今回は、マーケティング戦略の立案から顧客とのコミュニケーションのあり方まで包括的な支援を行っている、メジャースの代表取締役の山本 浩之氏に聞いた。
「顧客目線」の考え方を、社内コミュニケーションにも生かす
——貴社がリーダーに対して“求めている力”とは、どのようなものでしょうか?
大きく3つあります。まず、「物事を俯瞰で捉える力」です。全体を平面的だけではなく俯瞰で捉え、自分の立場やシチュエーションに応じて瞬時に全体を見渡せる力が必要です。
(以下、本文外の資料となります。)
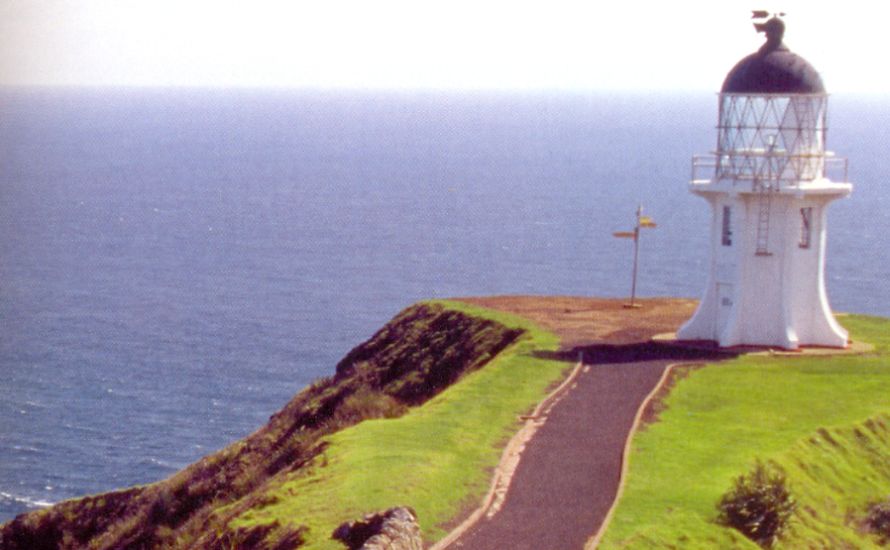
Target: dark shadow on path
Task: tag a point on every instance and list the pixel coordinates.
(601, 354)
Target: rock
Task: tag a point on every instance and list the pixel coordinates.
(394, 529)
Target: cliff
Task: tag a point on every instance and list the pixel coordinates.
(416, 356)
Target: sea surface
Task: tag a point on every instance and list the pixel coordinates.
(175, 264)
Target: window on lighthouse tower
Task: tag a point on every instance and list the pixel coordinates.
(806, 226)
(726, 234)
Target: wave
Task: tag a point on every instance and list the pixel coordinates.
(27, 501)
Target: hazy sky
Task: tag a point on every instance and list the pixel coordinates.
(592, 45)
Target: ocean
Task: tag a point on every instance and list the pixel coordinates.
(175, 264)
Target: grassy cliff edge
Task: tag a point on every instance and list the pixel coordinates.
(409, 417)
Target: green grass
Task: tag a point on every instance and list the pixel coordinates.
(723, 417)
(437, 458)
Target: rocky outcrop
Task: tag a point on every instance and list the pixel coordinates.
(415, 356)
(394, 529)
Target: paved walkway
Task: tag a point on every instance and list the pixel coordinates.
(568, 474)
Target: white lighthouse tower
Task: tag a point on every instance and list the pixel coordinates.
(768, 185)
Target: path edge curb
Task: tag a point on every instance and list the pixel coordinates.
(501, 472)
(594, 541)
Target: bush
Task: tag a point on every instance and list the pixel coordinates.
(878, 519)
(759, 505)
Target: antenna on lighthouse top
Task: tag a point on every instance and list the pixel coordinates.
(772, 26)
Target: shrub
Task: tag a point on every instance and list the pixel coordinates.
(878, 519)
(759, 505)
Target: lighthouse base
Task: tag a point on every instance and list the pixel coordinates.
(767, 288)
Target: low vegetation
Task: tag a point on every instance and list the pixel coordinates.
(759, 505)
(398, 388)
(822, 420)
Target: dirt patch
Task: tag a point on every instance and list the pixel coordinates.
(584, 321)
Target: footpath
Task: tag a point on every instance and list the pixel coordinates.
(569, 472)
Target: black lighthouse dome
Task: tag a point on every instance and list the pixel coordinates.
(773, 69)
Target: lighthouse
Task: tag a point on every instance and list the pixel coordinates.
(768, 185)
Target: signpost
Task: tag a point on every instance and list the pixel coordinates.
(642, 222)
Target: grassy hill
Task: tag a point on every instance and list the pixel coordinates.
(414, 416)
(823, 420)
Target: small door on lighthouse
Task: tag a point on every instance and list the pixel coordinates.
(724, 307)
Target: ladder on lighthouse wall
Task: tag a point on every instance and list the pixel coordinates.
(764, 195)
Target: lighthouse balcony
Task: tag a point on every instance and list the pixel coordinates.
(756, 170)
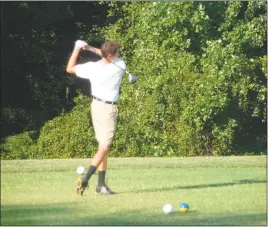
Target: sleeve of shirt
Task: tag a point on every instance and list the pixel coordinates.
(83, 70)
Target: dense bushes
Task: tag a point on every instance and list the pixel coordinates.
(201, 89)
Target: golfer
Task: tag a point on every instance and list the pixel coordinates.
(105, 80)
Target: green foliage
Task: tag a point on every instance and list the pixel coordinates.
(69, 135)
(21, 146)
(202, 71)
(202, 84)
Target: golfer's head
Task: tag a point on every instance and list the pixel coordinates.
(110, 50)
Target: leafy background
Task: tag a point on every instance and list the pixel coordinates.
(202, 71)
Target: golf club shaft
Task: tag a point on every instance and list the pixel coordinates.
(92, 49)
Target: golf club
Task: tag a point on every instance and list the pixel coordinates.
(131, 77)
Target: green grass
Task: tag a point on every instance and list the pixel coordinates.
(219, 190)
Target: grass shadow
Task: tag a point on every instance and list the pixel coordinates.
(69, 214)
(238, 182)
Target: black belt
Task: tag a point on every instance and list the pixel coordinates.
(108, 102)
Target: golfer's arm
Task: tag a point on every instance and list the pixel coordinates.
(72, 62)
(94, 50)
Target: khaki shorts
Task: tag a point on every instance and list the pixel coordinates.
(104, 118)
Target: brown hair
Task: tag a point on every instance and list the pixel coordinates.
(109, 47)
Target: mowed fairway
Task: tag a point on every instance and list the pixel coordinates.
(219, 191)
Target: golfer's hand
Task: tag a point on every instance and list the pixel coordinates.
(79, 44)
(132, 78)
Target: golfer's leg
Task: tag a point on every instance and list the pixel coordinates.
(103, 165)
(102, 172)
(97, 160)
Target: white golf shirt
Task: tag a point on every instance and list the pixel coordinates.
(105, 79)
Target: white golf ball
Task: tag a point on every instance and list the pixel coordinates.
(168, 209)
(80, 170)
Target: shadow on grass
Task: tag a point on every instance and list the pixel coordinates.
(72, 214)
(238, 182)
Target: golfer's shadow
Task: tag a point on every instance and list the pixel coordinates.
(236, 182)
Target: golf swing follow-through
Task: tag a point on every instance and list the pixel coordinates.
(105, 77)
(131, 77)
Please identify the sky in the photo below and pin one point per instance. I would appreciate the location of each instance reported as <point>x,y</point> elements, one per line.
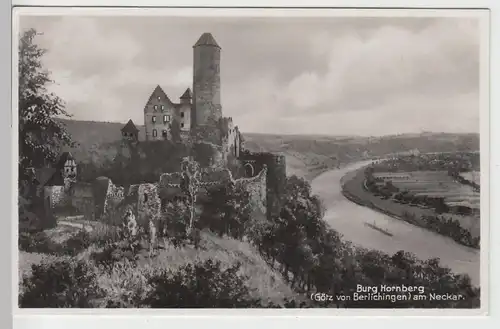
<point>368,76</point>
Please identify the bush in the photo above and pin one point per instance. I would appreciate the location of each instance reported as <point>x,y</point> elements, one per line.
<point>76,243</point>
<point>65,283</point>
<point>202,285</point>
<point>116,252</point>
<point>38,242</point>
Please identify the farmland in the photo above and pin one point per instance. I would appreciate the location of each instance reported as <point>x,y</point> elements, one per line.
<point>432,184</point>
<point>430,199</point>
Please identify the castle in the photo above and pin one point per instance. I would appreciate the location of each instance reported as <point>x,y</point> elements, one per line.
<point>192,128</point>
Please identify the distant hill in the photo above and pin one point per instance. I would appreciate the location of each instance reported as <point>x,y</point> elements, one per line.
<point>307,155</point>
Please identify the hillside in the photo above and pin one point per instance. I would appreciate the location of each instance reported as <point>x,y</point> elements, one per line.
<point>307,155</point>
<point>263,281</point>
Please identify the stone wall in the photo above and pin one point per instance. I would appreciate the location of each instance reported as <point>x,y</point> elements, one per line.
<point>113,198</point>
<point>58,196</point>
<point>206,85</point>
<point>257,189</point>
<point>254,162</point>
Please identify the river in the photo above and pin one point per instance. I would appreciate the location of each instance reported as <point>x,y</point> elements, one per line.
<point>350,219</point>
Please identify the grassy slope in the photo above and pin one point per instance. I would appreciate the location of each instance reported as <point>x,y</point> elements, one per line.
<point>266,283</point>
<point>307,156</point>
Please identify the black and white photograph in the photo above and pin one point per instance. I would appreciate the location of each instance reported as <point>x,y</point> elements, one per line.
<point>182,159</point>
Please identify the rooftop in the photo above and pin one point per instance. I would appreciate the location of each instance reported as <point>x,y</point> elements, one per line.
<point>206,39</point>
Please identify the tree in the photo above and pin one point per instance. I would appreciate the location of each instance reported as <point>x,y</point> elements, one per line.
<point>175,131</point>
<point>41,134</point>
<point>190,184</point>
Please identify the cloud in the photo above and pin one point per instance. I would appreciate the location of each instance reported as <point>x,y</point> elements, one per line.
<point>330,75</point>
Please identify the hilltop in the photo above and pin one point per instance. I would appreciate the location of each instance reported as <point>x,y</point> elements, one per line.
<point>306,155</point>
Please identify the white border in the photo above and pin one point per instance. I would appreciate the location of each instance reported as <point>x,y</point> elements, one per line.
<point>252,12</point>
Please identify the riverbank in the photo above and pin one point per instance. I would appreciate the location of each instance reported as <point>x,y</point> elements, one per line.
<point>350,220</point>
<point>352,187</point>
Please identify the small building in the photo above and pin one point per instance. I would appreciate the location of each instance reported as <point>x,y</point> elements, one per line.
<point>130,132</point>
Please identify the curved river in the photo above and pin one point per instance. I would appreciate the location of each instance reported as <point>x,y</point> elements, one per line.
<point>350,220</point>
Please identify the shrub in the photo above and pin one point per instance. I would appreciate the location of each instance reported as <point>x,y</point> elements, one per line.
<point>76,243</point>
<point>65,283</point>
<point>37,242</point>
<point>116,252</point>
<point>126,285</point>
<point>202,285</point>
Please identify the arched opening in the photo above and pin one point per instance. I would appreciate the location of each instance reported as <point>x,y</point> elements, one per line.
<point>249,170</point>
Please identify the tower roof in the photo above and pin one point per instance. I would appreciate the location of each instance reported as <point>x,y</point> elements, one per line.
<point>206,39</point>
<point>64,157</point>
<point>130,127</point>
<point>187,94</point>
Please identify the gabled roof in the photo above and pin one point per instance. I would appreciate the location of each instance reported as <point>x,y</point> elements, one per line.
<point>206,39</point>
<point>158,92</point>
<point>187,94</point>
<point>62,160</point>
<point>130,127</point>
<point>43,175</point>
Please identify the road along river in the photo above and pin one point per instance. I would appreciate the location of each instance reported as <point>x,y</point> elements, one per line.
<point>350,220</point>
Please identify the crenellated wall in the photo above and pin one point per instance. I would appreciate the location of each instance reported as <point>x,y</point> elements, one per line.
<point>253,163</point>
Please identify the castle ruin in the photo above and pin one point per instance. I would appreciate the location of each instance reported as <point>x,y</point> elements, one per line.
<point>193,128</point>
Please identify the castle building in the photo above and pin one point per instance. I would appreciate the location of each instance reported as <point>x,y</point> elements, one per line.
<point>130,132</point>
<point>207,108</point>
<point>161,115</point>
<point>200,109</point>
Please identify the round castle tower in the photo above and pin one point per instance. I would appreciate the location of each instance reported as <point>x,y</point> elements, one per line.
<point>207,109</point>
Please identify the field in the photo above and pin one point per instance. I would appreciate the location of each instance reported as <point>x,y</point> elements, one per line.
<point>433,184</point>
<point>472,176</point>
<point>354,189</point>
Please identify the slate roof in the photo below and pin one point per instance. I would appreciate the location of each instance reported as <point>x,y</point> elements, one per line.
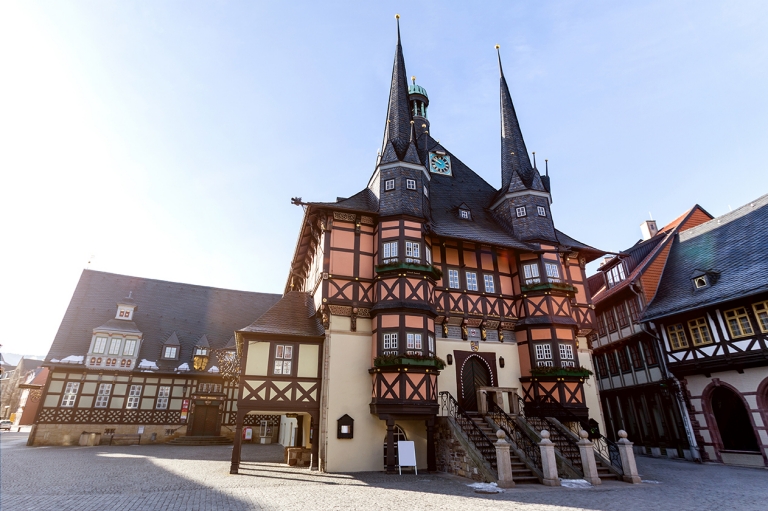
<point>164,308</point>
<point>730,247</point>
<point>294,314</point>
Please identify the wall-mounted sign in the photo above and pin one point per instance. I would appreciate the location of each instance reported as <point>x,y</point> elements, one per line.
<point>184,410</point>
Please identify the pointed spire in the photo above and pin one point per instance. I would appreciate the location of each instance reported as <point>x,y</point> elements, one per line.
<point>516,170</point>
<point>398,111</point>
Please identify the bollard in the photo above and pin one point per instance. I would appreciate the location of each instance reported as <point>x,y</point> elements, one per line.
<point>503,463</point>
<point>627,459</point>
<point>588,464</point>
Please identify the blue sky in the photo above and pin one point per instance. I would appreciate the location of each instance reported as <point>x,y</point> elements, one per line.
<point>167,138</point>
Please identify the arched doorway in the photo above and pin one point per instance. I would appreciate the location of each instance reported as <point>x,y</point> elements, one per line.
<point>736,431</point>
<point>399,437</point>
<point>474,374</point>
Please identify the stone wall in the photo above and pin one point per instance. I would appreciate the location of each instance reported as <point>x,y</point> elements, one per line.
<point>454,456</point>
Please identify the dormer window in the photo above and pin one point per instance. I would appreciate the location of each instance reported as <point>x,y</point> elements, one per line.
<point>615,274</point>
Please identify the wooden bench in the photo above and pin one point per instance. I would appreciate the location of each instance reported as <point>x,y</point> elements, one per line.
<point>125,436</point>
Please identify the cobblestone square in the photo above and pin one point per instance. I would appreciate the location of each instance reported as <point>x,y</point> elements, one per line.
<point>196,478</point>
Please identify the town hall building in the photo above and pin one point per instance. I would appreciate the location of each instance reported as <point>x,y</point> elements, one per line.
<point>427,292</point>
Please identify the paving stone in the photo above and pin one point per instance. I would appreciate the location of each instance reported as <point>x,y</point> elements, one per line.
<point>165,477</point>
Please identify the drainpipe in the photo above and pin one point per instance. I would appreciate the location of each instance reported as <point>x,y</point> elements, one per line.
<point>678,388</point>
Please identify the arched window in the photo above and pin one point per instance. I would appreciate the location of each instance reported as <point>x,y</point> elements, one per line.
<point>399,436</point>
<point>733,422</point>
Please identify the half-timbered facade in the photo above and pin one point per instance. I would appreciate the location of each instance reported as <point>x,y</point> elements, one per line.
<point>145,358</point>
<point>431,280</point>
<point>637,392</point>
<point>711,313</point>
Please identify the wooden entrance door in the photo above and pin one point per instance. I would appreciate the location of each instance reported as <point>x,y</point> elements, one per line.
<point>474,374</point>
<point>206,419</point>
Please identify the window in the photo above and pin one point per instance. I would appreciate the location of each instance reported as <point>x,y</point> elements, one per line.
<point>699,332</point>
<point>70,393</point>
<point>283,359</point>
<point>543,355</point>
<point>412,250</point>
<point>163,394</point>
<point>390,344</point>
<point>633,313</point>
<point>700,282</point>
<point>761,313</point>
<point>601,331</point>
<point>453,279</point>
<point>615,274</point>
<point>553,272</point>
<point>677,337</point>
<point>114,346</point>
<point>471,281</point>
<point>738,322</point>
<point>531,272</point>
<point>130,347</point>
<point>612,367</point>
<point>102,398</point>
<point>489,285</point>
<point>621,312</point>
<point>99,344</point>
<point>566,356</point>
<point>390,250</point>
<point>413,342</point>
<point>650,353</point>
<point>133,396</point>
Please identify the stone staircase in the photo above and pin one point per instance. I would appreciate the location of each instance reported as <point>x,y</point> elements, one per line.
<point>520,471</point>
<point>200,440</point>
<point>569,449</point>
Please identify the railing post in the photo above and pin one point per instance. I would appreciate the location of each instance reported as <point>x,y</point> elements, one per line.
<point>548,460</point>
<point>588,465</point>
<point>503,462</point>
<point>627,458</point>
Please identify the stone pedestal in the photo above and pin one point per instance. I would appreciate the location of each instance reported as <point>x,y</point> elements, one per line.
<point>588,464</point>
<point>503,463</point>
<point>627,458</point>
<point>548,460</point>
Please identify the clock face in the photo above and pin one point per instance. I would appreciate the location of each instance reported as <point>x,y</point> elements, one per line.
<point>440,164</point>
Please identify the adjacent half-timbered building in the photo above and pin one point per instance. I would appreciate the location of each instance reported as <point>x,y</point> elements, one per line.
<point>143,358</point>
<point>428,280</point>
<point>638,393</point>
<point>711,312</point>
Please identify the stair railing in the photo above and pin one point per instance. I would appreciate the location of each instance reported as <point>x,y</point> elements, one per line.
<point>517,435</point>
<point>604,447</point>
<point>450,407</point>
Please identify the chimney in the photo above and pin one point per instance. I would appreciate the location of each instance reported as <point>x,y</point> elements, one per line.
<point>649,229</point>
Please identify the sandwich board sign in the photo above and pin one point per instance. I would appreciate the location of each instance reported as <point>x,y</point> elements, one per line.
<point>406,456</point>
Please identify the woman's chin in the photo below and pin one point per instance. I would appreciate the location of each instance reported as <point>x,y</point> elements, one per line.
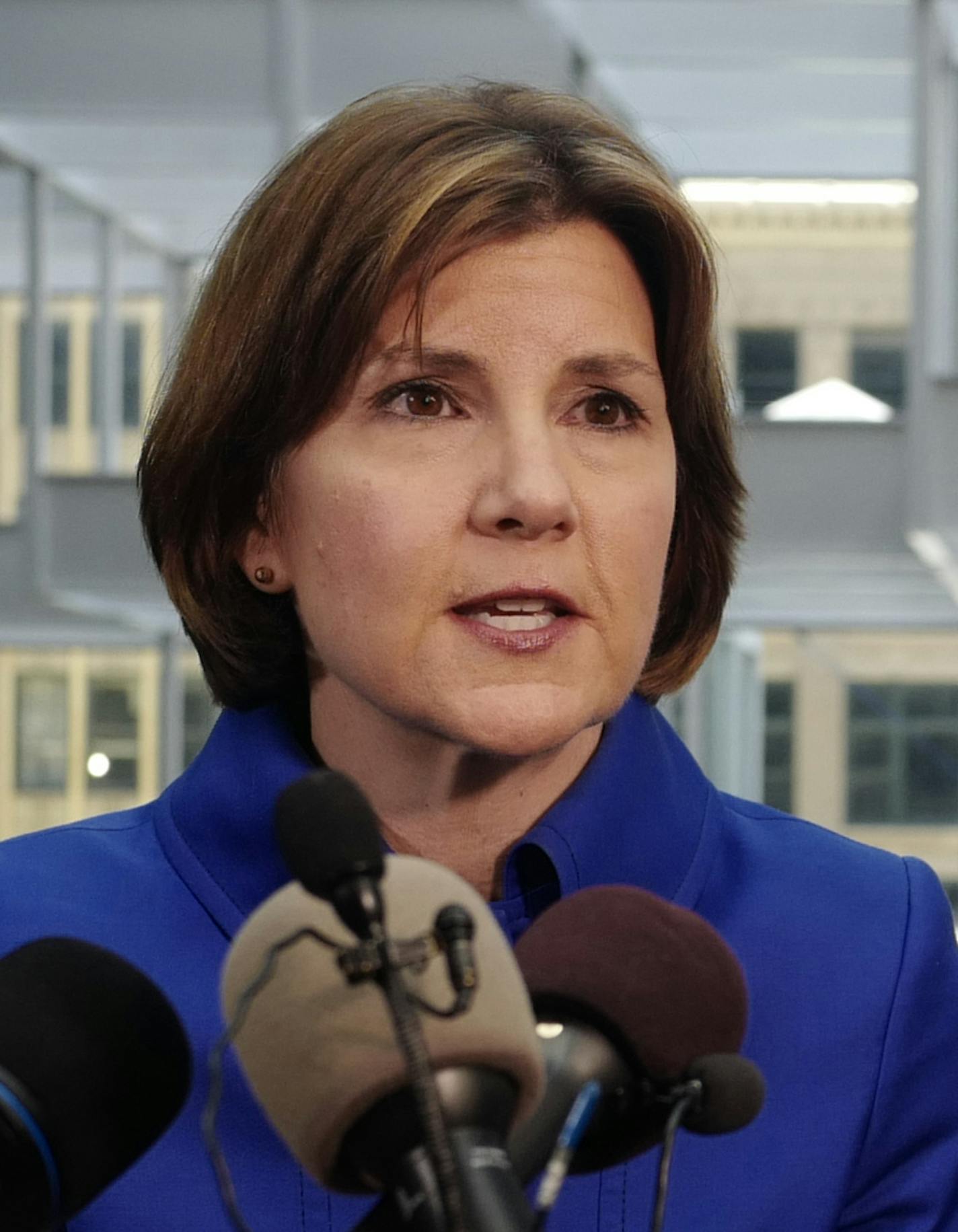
<point>525,726</point>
また、ただ全体感を捉えるだけでなく、その中での優先度の高いものから進めていくことが必要です。
例えばイベントを行うにしても、その準備のためには様々なタスクが発生します。必ずやらなければいけないことに加えて、お客様からの追加のリクエストや変更事項も加わってきたりしますが、それらに場当たり的にこなしていては全体が見えず成功につながりません。リーダーには、全体を見渡した上で正確な指示を下すために、「常に俯瞰で捉えなさい」と伝えています。
また、優先度を見極めるという意味では「バランス感覚」も重要です。刻一刻と状況が変化する中で、何に一番注力すべきかを判断するバランス感覚。常に優先順位のアンテナを張り巡らせて、変化に柔軟に対応してプロジェクトを回していくことが求められていると思います。
最後に、マーケティング的な思考で言うならば「顧客目線」も必要です。お客様が何を求めているかを把握することはもちろん、社員同士のコミュニケーションでも相手の目線を意識することは重要だと思います。
——そういった「求める力」を伸ばしてもらうために、具体的に行っている施策などはありますか?
先の「相手目線に立ったコミュニケーション」によって、リーダーから部下へと成長を促すような仕組みを作っています。具体的には、リーダーは新入社員から中途採用問わず、できるだけ時間を作り1:1でコミュニケーションを図り、スタッフ自身の「付加価値」を出せるようにアドバイスをしています。
そこから、コミュニケーションの仕方や、言葉のかけ方など、学べることもたくさんあると考えています。一般的に若手の社員は、仕事が増えると「もう自分の限界です」と、わかりやすく感情的になってしまいがちです。そうしたときに、「なぜその仕事をしているのか」「この仕事は何が目的なのか」という、疑問や目的の部分をしっかりと説明して、部下に合わせた成長と本来あるべき姿を想像させ、ゴールまできちんと導いてあげる。リーダーには、そういった成長のレールに戻すサポートとしてのコミュニケーションの機会を増やすようにしています。